ROGER CRUZ DOES NOT REMEMBER THE exact day his grandmother pulled the page from the almanac that had the recipe for the panquecitos her family would faithfully make for more than a hundred years. But he does know that on January 6, 1912, José María and Pilar Cruz started selling the buttery cakes to the quarrymen and cattle drivers passing through their small town of Jamaica on their way to Havana. When Roger was taught the recipe by his father as a little boy, they were still made with fresh milk from the family's ranch, Creole eggs, and Cuban sugar. Newly arrived in the United States, he continued to sell them through the 1960s and '70s. Eventually he opened the current Panque de Jamaica factory in 1982, which he still runs with his youngest son, supplying both small Cuban bakeries and large-chain Florida supermarkets. Occasionally he mixes a batch himself, which he admits with a modest shrug, come out just a little bit prettier. Though the recipe is a closely guarded family secret, he did offer that the panques should taste only like butter—the best-quality possible—to make the most of the cakes' short ingredient list, which hasn't changed since that forgotten day so long ago.
FRESH FRUIT MARMALADES
Making marmalade is a simple way of preserving tropical fruit that is too lovely to pass up but too sweet to last. I learned to make these small-batch fruit marmalades with Magaly Acosta, who I stayed with in Havana. It's not uncommon when visiting Cuba to make arrangements to stay in a casa particular—a private home with rooms to rent. As a Cuban-American, this is something like meeting long-lost family whom you only have one thing in common with but quickly get to know. At Magaly's, this was played out over the breakfast table where an additional item would appear each day. By the end of the first week, I'd joined her in the kitchen where we'd catch up on our day while taking turns stirring pots of simmering guava or mango marmalade.
Guava Marmalade
MERMELADA DE GUAYABA
MAKES 3 CUPS
2 pounds ripe guavas, dark spots removed and ends trimmed
1 ½ to 2 cups turbinado sugar
1 to 2 teaspoons freshly squeezed lime juice
Slice the guavas in half and place in a 5- to 6-quart heavy pot with water to cover. Bring to a boil over medium heat. Simmer uncovered until the guavas are tender, about 20 minutes.
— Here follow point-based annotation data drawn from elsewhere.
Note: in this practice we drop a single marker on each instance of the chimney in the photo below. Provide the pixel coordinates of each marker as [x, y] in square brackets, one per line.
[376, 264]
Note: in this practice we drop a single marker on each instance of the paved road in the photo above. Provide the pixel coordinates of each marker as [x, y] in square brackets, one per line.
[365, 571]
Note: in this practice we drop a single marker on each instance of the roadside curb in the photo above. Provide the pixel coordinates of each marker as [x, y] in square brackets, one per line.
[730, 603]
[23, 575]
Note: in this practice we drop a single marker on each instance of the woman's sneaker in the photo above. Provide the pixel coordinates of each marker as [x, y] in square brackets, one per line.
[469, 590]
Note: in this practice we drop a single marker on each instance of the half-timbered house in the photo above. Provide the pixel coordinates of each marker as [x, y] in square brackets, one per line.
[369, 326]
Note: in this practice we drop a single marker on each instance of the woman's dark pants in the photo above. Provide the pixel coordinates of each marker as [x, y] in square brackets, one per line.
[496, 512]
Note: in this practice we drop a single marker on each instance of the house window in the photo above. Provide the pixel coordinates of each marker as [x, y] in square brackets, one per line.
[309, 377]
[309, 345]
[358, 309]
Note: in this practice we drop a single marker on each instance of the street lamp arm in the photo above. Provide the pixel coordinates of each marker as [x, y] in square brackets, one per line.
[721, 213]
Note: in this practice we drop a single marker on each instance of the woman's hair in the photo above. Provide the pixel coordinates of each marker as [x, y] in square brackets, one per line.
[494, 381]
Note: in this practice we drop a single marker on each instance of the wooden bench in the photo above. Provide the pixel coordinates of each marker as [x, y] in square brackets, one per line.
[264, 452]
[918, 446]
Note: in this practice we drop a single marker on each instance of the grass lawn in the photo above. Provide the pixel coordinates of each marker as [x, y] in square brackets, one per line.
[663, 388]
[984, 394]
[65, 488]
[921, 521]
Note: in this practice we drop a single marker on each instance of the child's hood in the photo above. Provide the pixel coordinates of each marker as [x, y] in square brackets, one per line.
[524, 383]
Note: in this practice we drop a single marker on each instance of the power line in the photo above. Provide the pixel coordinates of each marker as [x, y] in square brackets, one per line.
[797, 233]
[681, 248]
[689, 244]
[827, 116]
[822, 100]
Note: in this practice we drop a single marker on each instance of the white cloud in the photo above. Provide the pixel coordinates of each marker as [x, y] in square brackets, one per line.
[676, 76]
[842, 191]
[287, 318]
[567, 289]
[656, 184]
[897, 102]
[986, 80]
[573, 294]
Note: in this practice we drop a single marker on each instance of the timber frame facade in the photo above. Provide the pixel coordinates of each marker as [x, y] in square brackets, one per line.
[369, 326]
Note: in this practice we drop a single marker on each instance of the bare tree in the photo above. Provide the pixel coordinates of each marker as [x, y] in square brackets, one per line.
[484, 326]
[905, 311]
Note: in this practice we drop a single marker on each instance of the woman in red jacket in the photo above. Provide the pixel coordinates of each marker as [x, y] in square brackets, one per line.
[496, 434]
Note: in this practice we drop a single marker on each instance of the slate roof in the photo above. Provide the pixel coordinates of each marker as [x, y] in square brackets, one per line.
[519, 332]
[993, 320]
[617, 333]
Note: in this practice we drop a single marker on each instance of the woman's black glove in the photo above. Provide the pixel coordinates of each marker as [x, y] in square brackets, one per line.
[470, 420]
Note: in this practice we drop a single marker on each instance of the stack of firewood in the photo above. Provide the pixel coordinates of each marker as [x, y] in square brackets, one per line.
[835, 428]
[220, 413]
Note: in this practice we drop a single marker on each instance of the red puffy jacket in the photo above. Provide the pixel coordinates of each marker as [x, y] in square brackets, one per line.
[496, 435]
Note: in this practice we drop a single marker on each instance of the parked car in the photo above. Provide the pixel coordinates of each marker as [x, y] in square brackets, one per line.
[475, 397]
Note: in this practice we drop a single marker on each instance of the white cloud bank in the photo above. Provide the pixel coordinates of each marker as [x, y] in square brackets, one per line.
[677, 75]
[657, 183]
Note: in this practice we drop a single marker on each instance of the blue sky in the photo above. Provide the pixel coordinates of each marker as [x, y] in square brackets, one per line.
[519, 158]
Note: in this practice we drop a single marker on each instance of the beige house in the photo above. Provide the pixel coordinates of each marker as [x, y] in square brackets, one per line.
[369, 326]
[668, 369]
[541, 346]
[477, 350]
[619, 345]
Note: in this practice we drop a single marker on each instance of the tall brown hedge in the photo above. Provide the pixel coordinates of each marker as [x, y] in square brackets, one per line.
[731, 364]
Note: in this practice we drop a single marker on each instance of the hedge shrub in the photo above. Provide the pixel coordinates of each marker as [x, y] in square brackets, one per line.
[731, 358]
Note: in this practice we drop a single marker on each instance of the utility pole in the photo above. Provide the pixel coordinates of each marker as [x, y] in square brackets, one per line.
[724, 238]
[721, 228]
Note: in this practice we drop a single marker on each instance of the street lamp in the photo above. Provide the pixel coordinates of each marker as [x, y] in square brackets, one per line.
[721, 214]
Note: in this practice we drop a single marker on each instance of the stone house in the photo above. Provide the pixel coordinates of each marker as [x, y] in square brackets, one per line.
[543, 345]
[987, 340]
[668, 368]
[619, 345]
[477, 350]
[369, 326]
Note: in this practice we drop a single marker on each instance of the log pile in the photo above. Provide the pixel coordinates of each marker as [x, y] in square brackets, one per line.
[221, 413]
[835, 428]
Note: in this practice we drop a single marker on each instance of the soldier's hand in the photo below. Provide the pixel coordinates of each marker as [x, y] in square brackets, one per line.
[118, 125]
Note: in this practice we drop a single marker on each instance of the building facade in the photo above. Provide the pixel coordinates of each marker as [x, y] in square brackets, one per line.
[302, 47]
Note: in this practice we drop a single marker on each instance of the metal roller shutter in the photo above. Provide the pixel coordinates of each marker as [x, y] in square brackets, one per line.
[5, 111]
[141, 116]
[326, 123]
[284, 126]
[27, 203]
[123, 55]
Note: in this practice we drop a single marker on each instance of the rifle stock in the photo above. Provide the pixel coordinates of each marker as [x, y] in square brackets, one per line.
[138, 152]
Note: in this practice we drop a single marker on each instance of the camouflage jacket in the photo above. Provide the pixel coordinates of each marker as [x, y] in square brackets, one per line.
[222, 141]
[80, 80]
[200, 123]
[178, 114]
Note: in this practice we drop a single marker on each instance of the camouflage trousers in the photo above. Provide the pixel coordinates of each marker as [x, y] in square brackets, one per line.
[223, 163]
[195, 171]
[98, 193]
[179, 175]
Remove the guavas with a slotted spoon and transfer to the jar of a blender or food processor. Pour in ½ cup of the cooking water and process on high speed until smooth.
Pass the guava purée (about 4 cups) through a fine-mesh sieve and return to the pot. Discard the solids. Stir in the sugar to taste and bring the guava to a steady simmer over medium-low heat. The purée will bubble and pop so cover the pot with a mesh screen or lid to avoid splatter. Remove the thick foam that forms on the surface with a spoon or skimmer. Continue to cook until the mixture is thick but still pourable, 15 to 20 minutes.
Stir in the lime juice to taste. Set aside to cool at least 1 hour in the refrigerator or 2 hours at room temperature. Pour into sterilized glass jars and seal.
Variation: GUAVA PRESERVES
Prepare the guavas as directed in the marmalade recipe. After adding the lime juice, allow the guava mixture to cook an additional 10 minutes, stirring constantly, until the color deepens and it pulls away from the pot in one smooth piece. To test, place a metal spoon in the freezer for at least 10 minutes, then dip the spoon into the guava. The guava is ready when it clumps on the cold spoon. Set aside to cool at least 1 hour in the refrigerator or 2 hours at room temperature. Pour into sterilized glass jars and seal.